The number in brackets is the reference to the blog post, all of which
appear in my index of posts with the title “Cost of solar power ([number])”:

(2) AUD 183 (Nyngan, Australia, PV)

(3) EUR 503 (Olmedilla, Spain, PV, 2008)

(3) EUR 188 (Andasol I, Spain, trough, 2009)

(4) AUD 236 (Greenough, Australia, PV)

(5) AUD 397 (Solar Oasis, Australia, dish,
2014?)

(6) USD 163 (Lazio, Italy, PV)

(7) AUD 271 (Kogan Creek, Australia, CLFR
pre-heat, 2012?)

(8) USD 228 (New Mexico, CdTe thin film PV,
2011)

(9) EUR 200 (Ibersol, Spain, trough, 2011)

(10) USD 231 (Ivanpah, California, tower,
2013?)

(11) CAD 409 (Stardale, Canada, PV, 2012)

(12) USD 290 (Blythe, California, trough,
2012?)

(13) AUD 285 (Solar Dawn, Australia, CLFR,
2013?)

(14) AUD 263 (Moree Solar Farm, Australia,
single-axis PV, 2013?)

(15) EUR 350 (Lieberose, Germany, thin-film PV,
2009)

(16) EUR 300 (Gemasolar, Spain, tower, 2011)

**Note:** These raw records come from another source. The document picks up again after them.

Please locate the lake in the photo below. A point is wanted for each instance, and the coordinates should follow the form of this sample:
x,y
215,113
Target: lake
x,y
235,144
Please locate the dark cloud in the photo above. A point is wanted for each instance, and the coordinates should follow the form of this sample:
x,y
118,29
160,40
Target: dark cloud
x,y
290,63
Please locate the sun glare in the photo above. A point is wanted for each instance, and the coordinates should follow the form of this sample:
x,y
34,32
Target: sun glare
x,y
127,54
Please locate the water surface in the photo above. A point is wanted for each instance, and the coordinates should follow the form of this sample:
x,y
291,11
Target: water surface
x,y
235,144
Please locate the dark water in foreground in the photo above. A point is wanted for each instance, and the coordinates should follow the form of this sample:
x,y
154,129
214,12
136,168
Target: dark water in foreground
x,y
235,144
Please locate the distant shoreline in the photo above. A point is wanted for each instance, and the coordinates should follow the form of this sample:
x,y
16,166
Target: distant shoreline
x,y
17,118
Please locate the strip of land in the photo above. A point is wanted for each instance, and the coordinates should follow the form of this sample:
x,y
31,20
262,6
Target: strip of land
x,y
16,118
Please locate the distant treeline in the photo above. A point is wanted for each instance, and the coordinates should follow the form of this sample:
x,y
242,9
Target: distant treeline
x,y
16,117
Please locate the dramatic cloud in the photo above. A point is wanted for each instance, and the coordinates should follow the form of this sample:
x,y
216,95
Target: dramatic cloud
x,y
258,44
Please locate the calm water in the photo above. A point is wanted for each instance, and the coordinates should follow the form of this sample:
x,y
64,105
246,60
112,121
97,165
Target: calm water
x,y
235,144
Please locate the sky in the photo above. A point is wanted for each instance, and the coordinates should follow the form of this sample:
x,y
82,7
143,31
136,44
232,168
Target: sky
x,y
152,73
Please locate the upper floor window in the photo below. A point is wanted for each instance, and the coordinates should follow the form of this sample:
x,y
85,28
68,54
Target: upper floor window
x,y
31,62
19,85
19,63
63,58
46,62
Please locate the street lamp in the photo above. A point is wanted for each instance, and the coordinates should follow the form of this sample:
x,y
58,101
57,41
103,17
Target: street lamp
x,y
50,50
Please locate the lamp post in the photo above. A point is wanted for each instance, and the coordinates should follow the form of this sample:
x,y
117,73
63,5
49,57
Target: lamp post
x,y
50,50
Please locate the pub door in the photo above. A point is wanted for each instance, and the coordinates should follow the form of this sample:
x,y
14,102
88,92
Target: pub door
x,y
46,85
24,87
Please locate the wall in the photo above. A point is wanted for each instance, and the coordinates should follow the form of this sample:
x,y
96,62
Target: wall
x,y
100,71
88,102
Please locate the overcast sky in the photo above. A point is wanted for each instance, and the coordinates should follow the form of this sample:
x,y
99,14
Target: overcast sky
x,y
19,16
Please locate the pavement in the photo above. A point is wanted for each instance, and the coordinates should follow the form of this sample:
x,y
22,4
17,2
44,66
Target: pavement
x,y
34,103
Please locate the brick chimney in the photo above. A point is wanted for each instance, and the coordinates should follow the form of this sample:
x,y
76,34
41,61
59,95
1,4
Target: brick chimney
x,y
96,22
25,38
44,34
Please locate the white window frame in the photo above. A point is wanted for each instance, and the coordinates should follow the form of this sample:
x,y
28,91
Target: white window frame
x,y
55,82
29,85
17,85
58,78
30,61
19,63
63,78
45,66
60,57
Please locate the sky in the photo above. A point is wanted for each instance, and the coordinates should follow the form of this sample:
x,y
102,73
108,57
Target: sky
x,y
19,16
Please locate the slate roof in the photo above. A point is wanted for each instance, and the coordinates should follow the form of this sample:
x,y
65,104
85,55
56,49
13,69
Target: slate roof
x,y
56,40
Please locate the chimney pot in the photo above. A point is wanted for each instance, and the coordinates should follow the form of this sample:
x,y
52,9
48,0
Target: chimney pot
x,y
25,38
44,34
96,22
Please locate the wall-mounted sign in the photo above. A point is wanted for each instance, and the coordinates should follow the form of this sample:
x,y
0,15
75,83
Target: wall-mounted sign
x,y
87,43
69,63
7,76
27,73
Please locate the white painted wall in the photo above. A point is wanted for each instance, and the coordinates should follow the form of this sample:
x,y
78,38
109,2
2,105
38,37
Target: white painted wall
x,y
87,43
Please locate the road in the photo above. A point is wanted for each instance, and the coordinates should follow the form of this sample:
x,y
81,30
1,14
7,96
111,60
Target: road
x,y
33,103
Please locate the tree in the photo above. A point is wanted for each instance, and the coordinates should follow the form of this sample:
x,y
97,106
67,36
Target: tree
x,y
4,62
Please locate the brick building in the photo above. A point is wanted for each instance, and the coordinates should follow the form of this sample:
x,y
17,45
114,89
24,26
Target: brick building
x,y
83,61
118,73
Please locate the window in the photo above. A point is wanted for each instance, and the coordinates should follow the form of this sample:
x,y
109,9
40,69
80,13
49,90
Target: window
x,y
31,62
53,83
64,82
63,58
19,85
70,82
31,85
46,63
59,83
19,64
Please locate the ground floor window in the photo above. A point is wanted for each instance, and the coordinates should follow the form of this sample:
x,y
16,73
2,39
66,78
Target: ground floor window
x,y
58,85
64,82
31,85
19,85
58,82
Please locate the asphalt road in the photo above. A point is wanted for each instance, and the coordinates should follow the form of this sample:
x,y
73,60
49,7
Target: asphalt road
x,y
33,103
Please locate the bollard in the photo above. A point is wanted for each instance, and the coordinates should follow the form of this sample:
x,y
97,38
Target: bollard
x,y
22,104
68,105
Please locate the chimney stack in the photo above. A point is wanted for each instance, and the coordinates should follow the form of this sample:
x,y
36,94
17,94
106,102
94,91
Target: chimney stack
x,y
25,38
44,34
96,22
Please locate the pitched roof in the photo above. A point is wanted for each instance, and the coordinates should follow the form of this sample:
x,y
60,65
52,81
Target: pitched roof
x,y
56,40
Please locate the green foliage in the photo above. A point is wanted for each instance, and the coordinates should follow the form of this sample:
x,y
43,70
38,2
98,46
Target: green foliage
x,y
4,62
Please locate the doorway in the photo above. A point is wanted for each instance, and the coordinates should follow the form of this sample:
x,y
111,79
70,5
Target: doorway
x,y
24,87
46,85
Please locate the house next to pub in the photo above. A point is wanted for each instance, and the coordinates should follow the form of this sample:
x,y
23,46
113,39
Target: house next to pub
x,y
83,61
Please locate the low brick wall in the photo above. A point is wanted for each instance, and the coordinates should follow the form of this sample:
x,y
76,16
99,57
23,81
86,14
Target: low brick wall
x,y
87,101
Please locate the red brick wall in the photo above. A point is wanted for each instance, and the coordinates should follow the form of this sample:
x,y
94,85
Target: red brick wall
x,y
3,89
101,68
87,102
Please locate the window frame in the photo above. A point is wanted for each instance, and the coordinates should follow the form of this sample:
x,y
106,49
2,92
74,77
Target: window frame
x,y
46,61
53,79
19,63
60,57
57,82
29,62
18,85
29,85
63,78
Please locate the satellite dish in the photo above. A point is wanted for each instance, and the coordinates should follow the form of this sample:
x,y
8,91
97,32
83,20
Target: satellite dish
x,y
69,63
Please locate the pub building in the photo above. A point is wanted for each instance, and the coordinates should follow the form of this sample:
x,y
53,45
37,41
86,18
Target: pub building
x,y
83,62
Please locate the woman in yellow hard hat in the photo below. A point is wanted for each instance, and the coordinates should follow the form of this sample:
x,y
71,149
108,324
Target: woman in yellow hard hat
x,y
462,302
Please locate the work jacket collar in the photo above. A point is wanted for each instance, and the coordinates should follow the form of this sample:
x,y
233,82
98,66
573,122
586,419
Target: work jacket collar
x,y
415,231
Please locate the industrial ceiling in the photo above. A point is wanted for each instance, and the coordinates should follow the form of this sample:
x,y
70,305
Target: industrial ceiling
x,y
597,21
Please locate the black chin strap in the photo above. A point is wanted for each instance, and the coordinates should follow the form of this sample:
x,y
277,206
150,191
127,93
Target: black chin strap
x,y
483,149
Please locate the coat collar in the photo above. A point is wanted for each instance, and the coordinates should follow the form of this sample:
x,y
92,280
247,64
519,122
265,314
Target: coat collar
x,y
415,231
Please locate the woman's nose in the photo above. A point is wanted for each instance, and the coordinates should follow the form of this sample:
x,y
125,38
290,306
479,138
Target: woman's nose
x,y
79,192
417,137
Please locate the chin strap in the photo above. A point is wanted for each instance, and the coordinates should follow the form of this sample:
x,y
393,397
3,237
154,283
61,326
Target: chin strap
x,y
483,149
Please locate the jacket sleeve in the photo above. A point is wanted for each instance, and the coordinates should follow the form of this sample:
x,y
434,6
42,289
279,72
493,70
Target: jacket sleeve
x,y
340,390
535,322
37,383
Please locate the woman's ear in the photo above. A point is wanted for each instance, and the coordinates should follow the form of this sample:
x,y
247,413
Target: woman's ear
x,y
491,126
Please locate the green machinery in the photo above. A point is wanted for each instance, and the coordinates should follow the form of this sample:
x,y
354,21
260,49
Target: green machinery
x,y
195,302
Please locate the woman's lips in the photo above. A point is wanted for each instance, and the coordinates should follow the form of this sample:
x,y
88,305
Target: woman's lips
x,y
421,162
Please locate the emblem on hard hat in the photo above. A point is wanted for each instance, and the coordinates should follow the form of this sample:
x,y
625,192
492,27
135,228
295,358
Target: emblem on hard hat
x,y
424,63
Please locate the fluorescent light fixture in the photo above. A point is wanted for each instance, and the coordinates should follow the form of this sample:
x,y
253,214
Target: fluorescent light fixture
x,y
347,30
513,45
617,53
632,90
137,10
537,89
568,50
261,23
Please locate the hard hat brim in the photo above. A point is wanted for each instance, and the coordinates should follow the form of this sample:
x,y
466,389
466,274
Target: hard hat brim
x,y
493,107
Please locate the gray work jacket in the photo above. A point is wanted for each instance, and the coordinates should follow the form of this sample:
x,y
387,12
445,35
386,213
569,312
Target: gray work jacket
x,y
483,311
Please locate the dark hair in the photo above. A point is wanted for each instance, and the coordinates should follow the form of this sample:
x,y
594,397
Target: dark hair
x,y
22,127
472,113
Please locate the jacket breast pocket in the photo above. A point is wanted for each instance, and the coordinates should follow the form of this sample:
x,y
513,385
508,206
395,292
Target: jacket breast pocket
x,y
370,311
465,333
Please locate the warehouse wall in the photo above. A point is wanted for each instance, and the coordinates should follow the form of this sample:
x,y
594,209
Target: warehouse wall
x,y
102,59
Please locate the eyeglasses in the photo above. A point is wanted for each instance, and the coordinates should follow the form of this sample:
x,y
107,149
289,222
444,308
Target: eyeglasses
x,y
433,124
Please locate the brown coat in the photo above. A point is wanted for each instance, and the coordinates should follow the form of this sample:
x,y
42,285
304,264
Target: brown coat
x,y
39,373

(17) EUR 228 (Meuro, Germany, crystalline PV,
2012)

(18) USD 204 (Crescent Dunes, USA, tower, 2013)

(19) AUD 316 (University of Queensland, fixed
PV, 2011)

(20) EUR 241 (Ait Baha, Morocco, 1-axis solar
thermal, 2012)

(21) EUR 227 (Shivajinagar Sakri, India, PV,
2012)

(22) JPY 36,076 (Kagoshima, Kyushu, Japan, PV,
start July 2012)

(23) AUD 249 (NEXTDC, Port Melbourne, PV, Q2
2012)

(24) USD 319 (Maryland Solar Farm, thin-film
PV, Q4 2012)

(25) EUR 207 (GERO Solarpark, Germany, PV, May
2012)

(26) AUD 259 (Kamberra Winery, Australia, PV,
June 2012)

(27) EUR 105 (Calera y Chozas, PV, Q4 2012)

(28) AUD 205 (Nyngan & Broken Hill, thin
film PV, end 2014?)

(29) AUD 342 (City of Sydney, multiple sites,
PV, 2012)

(30) AUD 281 (Uterne, PV, single-axis tracking,
2011)

(31) JPY 31,448 (Oita, PV?, Japan, to open
March 2014)

(32) USD 342 (Shams, Abu Dhabi, trough, to open
early 2013)

(34) USD 272 (Daggett, California, designed
2010)

(35) GBP 148 (Wymeswold, UK, PV, March 2013)

(36) USD 139 (South Georgia, PV, June 2014)

(37) USD 169 (Antelope Valley, CdTe PV, end
2015)

(38) AUD 137 (Mugga Lane, PV, mid 2014)

(39) AUD 163 (Coree, fixed PV, Feb 2015)

(40) AUD 298 (Ferngrove Winery, PV, July 2013)

(41) USD 125 (Cerro Dominador, CST, mid 2017)

(42) USD 190 (La Paz, PV, September 2013)

(43) USD 152 (Austin Energy, PV, 2016)

(44) AUD 304 (Weipa, PV, January 2015)

(45) AUD 256 (Kalgoorlie-Boulder, PV, August
2014)

(46) AUD 141 (new Moree Solar Farm, PV,
one-axis tracking, December 2015)

(47) AUD 184 (Brookfarm, PV, December 2015)

(48) USD 110 (Amanecer, PV, June 2014)

(49) USD 113 (DEWA, PV, April 2016)

(50) USD 284 (Ashalim, solar thermal, 2017)

(51) USD 256 (Xina Solar One, solar thermal,
2017)

(52) AUD 129 (Barcaldine, PV, one-axis, March
2017)

(53) AUD 139 (Nyngan & Broken Hill, fixed
PV, late 2015)

(54) AUD 240 (DeGrussa, PV/batteries, early
2016)

**Conclusion**

On
these numbers, the LCOE for the DeGrussa installation is quite expensive. A solar thermal installation for comparison is
Cerro Dominador, number 41 on the list above.
That has 110 MW peak power output from a heliostat/tower configuration
with dry condensers, 17.5 hours thermal storage in molten salt, and an alleged
Capacity Factor of 95%. I calculated the
LCOE for Cerro Dominador to be USD 125 per MWh (details).

I
calculate the Capacity Factor for DeGrussa to be 18,947/(10.6 × 24 × 365) =
0.204, which is not at all high for a system with one-axis tracking and a good solar resource. With PV panels, the Capacity Factor is not improved by inclusion of storage, which is a major difference to solar thermal power generation with thermal storage.

We
should of course make allowance for the fact that the Australian dollar is
falling, currently at 0.743 USD. Even
so, the estimated LCOE for DeGrussa is perhaps 30% more than I expected.